Sesta Variazione

Conclusione al capitolo zero. La scrivo senza aver composto. I sogni, le illusioni, la realtà. In mezzo non c’è niente. Tante parole. Belle parole. Parole che hanno un sapore, un sapore amaro. Parole piene, piene di vane attese, parole gustose a chi piace l’acerbo. Parole che fanno l’amore, parole sussurrate e gridate e strozzate, parole. Parole che hanno un suono nuovo e che non sentirò mai più. Parole singhiozzate. Parole per il nulla. Esco di scena. Senza l’applauso. Non rilascio interviste nel backstage. Ciò che siamo è ciò che non vogliamo. Così è, se vi pare. E’ nella natura imperfetta dell’uomo. E’ la condizione della speranza a degenerare.
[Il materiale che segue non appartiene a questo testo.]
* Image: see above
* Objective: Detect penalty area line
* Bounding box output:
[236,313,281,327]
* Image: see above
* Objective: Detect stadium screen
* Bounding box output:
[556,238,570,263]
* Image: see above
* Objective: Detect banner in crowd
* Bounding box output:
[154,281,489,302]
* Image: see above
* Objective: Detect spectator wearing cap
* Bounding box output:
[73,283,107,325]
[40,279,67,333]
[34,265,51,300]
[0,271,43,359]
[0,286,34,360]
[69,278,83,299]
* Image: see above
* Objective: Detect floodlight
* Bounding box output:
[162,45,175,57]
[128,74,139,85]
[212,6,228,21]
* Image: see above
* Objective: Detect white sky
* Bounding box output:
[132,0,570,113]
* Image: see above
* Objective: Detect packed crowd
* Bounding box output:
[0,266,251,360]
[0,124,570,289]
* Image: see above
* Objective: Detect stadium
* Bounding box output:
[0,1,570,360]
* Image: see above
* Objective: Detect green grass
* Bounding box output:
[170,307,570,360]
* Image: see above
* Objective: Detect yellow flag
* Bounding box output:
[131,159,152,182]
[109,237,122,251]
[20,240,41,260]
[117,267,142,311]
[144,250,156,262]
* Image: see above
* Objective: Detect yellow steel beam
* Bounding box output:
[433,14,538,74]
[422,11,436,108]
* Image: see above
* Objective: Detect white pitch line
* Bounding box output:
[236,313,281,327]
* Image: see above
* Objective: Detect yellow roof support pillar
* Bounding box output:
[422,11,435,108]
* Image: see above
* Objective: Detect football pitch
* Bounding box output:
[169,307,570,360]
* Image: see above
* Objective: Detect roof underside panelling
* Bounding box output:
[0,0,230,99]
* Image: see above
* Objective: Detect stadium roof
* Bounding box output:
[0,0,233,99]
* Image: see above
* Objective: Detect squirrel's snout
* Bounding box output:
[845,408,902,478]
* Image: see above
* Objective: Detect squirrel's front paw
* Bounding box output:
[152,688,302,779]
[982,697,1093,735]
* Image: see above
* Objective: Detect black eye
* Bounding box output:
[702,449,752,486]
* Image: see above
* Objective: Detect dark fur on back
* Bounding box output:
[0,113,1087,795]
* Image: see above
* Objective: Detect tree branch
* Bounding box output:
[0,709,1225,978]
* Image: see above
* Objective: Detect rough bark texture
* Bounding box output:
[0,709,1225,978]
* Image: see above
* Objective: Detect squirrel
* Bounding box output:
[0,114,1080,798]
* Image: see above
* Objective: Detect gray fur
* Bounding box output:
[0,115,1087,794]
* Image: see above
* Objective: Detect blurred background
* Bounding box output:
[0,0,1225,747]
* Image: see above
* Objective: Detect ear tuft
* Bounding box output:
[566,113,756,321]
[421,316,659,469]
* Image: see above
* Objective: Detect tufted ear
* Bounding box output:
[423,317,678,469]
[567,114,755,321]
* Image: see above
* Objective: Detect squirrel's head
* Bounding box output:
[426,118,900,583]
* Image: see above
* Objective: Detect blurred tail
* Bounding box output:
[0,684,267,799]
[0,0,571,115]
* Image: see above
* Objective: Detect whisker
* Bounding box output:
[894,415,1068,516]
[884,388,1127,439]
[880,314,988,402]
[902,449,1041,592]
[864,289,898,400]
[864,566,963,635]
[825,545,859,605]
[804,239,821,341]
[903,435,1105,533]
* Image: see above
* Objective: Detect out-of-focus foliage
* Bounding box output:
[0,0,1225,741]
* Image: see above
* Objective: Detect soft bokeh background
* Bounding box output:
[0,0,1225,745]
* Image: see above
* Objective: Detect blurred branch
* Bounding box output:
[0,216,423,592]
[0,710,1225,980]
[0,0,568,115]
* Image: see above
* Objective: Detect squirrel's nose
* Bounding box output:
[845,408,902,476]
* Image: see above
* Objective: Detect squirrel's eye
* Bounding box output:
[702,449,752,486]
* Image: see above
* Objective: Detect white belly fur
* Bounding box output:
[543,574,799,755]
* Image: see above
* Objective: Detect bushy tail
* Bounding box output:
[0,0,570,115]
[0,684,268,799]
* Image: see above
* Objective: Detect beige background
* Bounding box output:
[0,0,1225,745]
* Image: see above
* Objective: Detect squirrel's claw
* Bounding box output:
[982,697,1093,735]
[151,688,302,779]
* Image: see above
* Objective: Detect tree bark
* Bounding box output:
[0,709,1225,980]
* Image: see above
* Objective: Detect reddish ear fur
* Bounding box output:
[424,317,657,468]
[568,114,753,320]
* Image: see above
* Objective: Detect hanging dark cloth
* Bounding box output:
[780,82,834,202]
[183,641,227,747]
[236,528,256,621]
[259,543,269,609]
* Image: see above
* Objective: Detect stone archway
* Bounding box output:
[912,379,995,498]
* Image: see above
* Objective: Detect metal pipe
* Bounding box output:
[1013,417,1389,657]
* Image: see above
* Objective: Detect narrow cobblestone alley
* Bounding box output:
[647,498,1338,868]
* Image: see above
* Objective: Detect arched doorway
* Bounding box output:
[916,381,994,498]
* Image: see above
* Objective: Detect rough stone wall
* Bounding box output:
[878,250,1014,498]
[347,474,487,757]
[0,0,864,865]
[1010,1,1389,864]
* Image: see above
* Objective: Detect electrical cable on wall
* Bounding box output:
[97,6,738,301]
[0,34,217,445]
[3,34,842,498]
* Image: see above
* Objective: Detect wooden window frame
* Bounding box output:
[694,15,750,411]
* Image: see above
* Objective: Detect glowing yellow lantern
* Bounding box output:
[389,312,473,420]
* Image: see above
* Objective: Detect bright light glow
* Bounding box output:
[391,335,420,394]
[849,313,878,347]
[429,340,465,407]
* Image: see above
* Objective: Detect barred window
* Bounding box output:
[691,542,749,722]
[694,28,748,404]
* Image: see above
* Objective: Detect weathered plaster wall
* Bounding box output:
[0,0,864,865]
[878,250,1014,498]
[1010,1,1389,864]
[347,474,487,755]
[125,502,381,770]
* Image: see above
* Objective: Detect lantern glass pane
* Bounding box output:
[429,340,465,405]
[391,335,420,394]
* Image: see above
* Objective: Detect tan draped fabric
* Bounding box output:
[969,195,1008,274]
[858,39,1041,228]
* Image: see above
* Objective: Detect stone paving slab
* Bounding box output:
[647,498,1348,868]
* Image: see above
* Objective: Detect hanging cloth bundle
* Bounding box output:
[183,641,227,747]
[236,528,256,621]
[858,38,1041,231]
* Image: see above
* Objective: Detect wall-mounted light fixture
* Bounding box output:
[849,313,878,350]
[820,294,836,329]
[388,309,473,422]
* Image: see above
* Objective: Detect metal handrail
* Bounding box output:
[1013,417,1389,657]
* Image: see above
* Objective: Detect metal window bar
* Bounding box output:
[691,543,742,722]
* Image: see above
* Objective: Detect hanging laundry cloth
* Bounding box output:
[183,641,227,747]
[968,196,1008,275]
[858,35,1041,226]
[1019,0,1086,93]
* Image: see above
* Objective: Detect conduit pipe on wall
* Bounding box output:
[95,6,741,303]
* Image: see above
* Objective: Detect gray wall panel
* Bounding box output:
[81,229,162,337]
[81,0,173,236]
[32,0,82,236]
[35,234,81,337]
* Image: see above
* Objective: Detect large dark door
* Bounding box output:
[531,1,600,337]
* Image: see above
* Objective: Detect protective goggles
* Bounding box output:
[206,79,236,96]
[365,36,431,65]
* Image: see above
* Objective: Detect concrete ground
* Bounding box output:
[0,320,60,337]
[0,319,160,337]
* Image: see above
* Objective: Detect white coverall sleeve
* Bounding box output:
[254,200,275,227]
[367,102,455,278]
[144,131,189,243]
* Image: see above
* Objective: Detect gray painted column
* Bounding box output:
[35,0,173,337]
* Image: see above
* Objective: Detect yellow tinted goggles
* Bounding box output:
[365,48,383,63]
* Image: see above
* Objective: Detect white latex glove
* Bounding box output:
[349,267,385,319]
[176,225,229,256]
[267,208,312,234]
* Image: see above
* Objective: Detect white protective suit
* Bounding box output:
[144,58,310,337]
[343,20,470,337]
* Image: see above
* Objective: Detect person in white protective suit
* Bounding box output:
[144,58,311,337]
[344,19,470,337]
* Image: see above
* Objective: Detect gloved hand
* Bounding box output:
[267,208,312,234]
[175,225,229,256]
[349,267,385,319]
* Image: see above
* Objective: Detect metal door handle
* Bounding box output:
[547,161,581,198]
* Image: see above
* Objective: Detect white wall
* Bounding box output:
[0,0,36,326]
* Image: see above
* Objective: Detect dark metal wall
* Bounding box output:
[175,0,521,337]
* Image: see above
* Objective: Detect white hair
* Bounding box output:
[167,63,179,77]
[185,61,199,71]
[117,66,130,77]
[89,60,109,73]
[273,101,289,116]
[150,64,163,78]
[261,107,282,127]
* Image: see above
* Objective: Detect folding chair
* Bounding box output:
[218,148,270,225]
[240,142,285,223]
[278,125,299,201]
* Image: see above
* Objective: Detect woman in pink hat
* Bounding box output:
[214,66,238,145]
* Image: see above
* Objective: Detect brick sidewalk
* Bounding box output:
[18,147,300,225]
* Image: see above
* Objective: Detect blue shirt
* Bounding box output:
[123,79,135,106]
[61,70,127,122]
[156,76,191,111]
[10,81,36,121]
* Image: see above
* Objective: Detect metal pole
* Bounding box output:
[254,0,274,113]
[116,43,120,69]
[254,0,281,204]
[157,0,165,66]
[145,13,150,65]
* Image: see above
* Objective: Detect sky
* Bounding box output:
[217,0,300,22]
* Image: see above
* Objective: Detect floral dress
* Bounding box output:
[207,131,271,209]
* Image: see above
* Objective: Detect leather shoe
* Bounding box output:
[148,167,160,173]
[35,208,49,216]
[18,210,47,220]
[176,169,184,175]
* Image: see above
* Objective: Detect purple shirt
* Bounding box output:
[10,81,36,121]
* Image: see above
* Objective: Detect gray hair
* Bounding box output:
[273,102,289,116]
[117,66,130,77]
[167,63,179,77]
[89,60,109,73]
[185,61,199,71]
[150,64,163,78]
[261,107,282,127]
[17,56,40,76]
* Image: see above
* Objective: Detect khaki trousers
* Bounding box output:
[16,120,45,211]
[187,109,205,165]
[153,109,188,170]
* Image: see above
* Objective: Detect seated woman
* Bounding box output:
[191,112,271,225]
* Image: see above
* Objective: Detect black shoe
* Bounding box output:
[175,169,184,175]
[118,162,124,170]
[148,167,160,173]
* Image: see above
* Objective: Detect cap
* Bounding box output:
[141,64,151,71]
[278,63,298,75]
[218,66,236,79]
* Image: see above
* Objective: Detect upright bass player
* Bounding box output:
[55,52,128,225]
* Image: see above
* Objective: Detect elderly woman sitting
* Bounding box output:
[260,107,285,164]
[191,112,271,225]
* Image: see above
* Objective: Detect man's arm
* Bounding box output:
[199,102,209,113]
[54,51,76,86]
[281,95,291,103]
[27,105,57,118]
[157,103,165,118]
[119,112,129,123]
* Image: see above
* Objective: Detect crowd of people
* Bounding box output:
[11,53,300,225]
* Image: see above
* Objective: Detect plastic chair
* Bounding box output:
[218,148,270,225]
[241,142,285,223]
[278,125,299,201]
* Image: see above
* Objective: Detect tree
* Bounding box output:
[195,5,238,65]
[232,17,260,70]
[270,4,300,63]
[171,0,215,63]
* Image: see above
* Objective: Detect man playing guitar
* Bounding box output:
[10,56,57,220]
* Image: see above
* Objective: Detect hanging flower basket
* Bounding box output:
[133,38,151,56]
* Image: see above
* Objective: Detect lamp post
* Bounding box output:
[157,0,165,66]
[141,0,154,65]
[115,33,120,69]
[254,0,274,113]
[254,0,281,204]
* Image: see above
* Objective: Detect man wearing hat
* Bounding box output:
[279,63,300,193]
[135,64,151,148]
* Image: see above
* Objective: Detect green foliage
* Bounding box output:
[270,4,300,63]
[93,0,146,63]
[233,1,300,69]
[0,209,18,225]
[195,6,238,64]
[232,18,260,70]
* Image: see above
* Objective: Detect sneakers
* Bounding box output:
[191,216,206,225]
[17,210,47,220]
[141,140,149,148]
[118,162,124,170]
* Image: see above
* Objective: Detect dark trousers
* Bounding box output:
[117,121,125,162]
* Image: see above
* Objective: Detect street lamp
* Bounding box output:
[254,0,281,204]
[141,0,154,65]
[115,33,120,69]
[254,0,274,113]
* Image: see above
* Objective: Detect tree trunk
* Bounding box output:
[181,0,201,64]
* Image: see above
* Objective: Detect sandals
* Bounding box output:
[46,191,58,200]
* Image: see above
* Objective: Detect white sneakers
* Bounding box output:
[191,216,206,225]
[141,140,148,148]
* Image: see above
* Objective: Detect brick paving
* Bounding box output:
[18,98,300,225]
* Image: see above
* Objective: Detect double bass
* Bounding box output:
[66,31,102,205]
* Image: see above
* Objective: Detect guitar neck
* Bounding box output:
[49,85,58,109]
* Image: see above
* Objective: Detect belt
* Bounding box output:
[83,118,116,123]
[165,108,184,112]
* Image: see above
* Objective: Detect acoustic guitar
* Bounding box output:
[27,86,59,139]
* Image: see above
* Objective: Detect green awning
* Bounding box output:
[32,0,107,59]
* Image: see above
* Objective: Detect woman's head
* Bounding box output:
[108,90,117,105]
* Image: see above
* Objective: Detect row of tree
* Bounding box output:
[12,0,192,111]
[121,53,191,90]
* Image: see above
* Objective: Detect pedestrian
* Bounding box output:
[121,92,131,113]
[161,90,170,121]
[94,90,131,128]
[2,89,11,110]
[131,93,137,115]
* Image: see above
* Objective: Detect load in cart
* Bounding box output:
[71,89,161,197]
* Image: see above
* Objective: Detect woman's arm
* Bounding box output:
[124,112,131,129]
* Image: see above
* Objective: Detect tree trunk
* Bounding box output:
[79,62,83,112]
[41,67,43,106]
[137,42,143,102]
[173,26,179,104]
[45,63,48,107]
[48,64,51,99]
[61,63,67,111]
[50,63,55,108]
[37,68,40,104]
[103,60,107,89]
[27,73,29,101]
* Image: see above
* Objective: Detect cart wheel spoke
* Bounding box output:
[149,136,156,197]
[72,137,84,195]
E’ cercare poi la consolazione nella filosofia che si scontra con la vita pratica e fa a pugni ma se non ci fosse come sarebbe grama e dura da sopportare questa vita fatta di cose che non si comprendono. Capire perché? Per poter giustificare. E’ il meccanismo che si inceppa. Non è un meccanismo la giustificazione. E’ il meccanismo della  comunicazione. La necessità di comunicazione e di accettazione. Si cercano e si scontrano e si esauriscono. Le energie bruciano. Le sinergie collassano.  Attimi preziosi e magici che sembrano pezzi ruggini di ferro inutile. Sembrano. Come randagi allucinati ci siamo ritrovati davanti alla ciotola succulenta di un pasto che sembrava preparato solo per noi, con gli ingredienti migliori, la cura dei particolari, un piatto per buongustai. Ma i randagi non sono buongustai, sono solo famelici ed egoisti. Si rubano le briciole. Come è giusto che sia. E’ la loro legge. Non hanno dimora. Non hanno altro che il desiderio di vivere, o sopravvivere. Immaginano di fermarsi, ma non lo faranno mai. Vagano come pianeti impazziti lungo orbite irregolari in sistemi di stelle doppie, dove le attrazioni gravitazionali combattono, le meteore sono proiettili impazziti. Siamo come lune massacrate di crateri. Buchi profondi che portano in mondi celati e inviolabili. Codici d’ingresso complessi e incalcolabili. Sarebbe bastato lasciarci sfiorare. Ma a quale deflagrazione saremmo andati incontro?  Non siamo un cazzo di niente ecco che cosa siamo. Non siamo metafore. Non siamo parole. Non siamo.